Description
🚀 Feature Proposal
In addition to the function-initializer style of jest.mock
, support an async variant that accepts a function which returns a promise, and use the resolution from that promise to determine the mocked module's exports:
jest.mock('.../db.js', async () => {
// Where the import() is transpiled by babel - this is not a feature request for
// import support.
const MongoMemoryServer = await import('mongo-memory-server'),
mongoist = await import('mongoist'),
mongod = new MongoMemoryServer(),
uri = await mongod.getConnectionString();
return mongoist(uri);
});
Motivation
Some information that can be known statically or synchronously in applications is only available asynchronously in test cases. To ease development in this case, we could let the module initializer function be asynchronous to avoid problematic hacks. See workaround in Pitch
section.
Additionally, the import
statement isn't a supported statement within the normal module initializer function, and tools like babel refuse to transpile it.
Example
(the same as in 🚀 Feature Proposal
)
jest.mock('.../db.js', async () => {
// Where the import() is transpiled by babel - this is not a feature request for
// import support.
const MongoMemoryServer = await import('mongo-memory-server'),
mongoist = await import('mongoist'),
mongod = new MongoMemoryServer(),
uri = await mongod.getConnectionString();
return mongoist(uri);
});
Pitch
Because this isn't a problem easily solved in the wild world of community ecosystem and support. There are fragile and application-specific ways to work around this problem by altering the application code itself in service to the tests, or by monkey patching external dependencies to make them work asynchronously.

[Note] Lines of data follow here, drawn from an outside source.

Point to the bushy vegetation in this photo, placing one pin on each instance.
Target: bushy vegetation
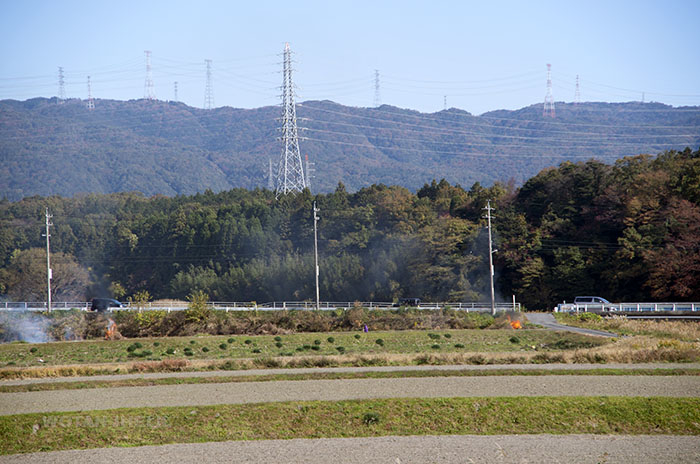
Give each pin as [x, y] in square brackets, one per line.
[627, 231]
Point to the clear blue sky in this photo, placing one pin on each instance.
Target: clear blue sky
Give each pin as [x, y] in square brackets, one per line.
[482, 56]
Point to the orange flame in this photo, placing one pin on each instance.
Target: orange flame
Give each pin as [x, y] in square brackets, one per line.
[514, 324]
[110, 330]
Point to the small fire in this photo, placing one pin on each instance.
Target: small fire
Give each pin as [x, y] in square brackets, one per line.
[514, 324]
[110, 330]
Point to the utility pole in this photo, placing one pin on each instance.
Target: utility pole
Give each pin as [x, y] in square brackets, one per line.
[61, 86]
[149, 93]
[548, 109]
[208, 89]
[270, 178]
[318, 299]
[491, 252]
[91, 102]
[48, 261]
[377, 95]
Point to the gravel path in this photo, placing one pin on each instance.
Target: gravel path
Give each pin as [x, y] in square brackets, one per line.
[315, 370]
[569, 449]
[548, 321]
[346, 389]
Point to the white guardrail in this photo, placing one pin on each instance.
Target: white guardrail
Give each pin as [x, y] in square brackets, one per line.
[251, 306]
[626, 307]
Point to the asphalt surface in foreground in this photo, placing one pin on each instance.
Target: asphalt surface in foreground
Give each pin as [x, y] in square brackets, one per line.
[548, 321]
[346, 389]
[570, 449]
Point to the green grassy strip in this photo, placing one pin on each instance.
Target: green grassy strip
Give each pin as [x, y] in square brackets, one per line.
[292, 346]
[154, 426]
[140, 382]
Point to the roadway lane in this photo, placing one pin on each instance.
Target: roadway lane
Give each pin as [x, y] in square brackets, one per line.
[346, 389]
[547, 321]
[571, 449]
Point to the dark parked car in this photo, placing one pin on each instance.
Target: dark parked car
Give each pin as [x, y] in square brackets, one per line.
[103, 304]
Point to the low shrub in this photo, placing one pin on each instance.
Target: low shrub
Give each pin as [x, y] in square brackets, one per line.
[370, 418]
[590, 317]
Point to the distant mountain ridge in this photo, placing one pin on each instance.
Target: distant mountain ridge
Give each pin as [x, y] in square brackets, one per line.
[169, 148]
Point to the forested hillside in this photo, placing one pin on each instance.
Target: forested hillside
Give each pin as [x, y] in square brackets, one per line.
[169, 148]
[626, 231]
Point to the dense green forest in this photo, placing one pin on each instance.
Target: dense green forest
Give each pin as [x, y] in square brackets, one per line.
[169, 148]
[629, 231]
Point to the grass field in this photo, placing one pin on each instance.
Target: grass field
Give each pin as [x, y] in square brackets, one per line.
[535, 415]
[294, 345]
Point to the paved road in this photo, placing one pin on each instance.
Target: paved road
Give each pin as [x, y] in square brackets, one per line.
[547, 320]
[346, 389]
[569, 449]
[315, 370]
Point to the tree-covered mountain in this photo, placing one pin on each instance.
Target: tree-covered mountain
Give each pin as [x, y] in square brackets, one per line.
[169, 148]
[628, 231]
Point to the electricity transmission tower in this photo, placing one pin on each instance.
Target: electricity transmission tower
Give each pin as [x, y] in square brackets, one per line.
[61, 86]
[149, 93]
[209, 89]
[548, 109]
[91, 102]
[270, 178]
[290, 171]
[48, 261]
[377, 95]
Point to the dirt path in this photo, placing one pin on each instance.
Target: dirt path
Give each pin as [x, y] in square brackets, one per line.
[315, 370]
[547, 320]
[570, 449]
[333, 390]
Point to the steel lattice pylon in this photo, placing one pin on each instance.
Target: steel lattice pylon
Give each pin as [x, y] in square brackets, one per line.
[290, 171]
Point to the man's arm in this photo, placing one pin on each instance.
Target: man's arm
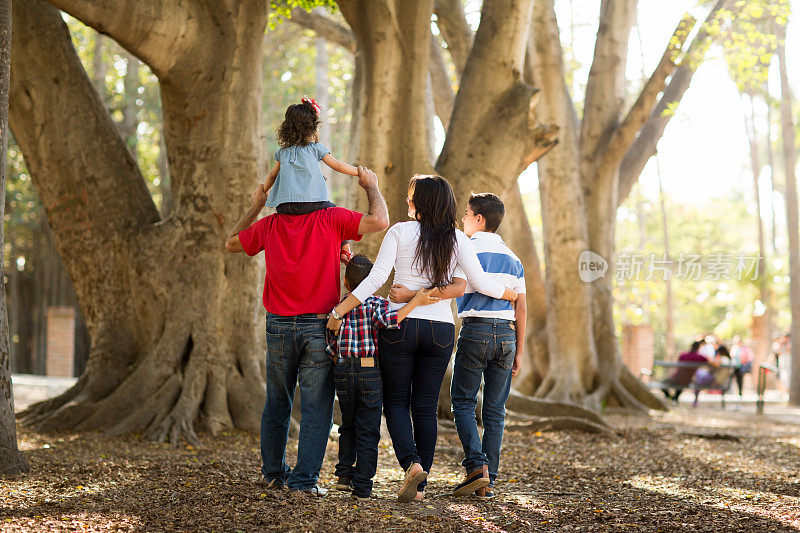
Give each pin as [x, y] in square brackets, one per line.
[377, 217]
[259, 196]
[338, 166]
[521, 316]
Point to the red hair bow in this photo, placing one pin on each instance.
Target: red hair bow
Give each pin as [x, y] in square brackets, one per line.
[314, 104]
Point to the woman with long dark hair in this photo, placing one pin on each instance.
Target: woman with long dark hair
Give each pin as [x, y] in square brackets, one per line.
[427, 252]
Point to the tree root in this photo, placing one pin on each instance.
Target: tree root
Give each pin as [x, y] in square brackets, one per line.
[529, 405]
[180, 420]
[561, 423]
[155, 408]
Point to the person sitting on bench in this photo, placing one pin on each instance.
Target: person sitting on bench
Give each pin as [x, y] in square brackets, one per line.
[681, 378]
[715, 377]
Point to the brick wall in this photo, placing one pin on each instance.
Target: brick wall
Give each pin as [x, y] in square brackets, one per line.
[60, 341]
[637, 347]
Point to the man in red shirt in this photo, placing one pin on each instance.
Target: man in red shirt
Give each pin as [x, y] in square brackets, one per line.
[301, 287]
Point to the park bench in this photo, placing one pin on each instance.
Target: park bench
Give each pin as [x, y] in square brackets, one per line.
[660, 368]
[763, 370]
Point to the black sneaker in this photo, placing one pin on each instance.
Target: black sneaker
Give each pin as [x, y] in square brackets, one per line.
[316, 491]
[345, 484]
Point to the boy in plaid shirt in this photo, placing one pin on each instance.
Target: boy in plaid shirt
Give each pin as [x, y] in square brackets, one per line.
[358, 378]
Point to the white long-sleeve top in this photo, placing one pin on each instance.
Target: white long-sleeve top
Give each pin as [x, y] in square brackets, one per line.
[398, 250]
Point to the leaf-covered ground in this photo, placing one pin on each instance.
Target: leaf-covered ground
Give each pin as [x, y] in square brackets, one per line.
[684, 470]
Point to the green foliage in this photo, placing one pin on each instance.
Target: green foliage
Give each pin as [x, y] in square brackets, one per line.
[751, 41]
[289, 72]
[720, 230]
[280, 10]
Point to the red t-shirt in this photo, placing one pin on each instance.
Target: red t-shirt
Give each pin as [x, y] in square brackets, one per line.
[302, 257]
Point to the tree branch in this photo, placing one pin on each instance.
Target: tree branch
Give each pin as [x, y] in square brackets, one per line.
[452, 22]
[609, 157]
[606, 83]
[339, 34]
[492, 91]
[443, 95]
[324, 27]
[84, 173]
[154, 31]
[545, 66]
[644, 147]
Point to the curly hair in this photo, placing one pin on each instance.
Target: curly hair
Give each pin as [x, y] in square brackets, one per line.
[299, 126]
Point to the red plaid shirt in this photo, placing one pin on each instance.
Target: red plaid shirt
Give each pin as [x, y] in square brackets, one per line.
[358, 334]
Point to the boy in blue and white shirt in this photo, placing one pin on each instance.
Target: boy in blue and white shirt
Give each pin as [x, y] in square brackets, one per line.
[490, 347]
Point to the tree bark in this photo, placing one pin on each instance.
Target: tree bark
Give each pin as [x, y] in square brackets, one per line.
[390, 124]
[792, 219]
[11, 460]
[170, 314]
[578, 189]
[573, 358]
[644, 147]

This is one such approach to working around this:
jest.mock('.../db.js', () => {
const MongoMemoryServer = require('mongo-memory-server'),
mongoist = require('mongoist'),
mongod = new MongoMemoryServer(),
uri = mongod.getConnectionString(),
db = mongoist(null);
db.connect = async function() {
if (this.connection) {
return this.connection;
}
const connectionString = await uri;
if (this.connectionString === null) {
this.connectionString = connectionString;
}
return mongoist.Database.prototype.connect.call(this);
};
return db;
});
Moreover, it simplifies the adoption of import
over require
for groups that prefer the former, as tools like babel
don't support placing a standard import
statement in the mocked function (babel/babel#10864).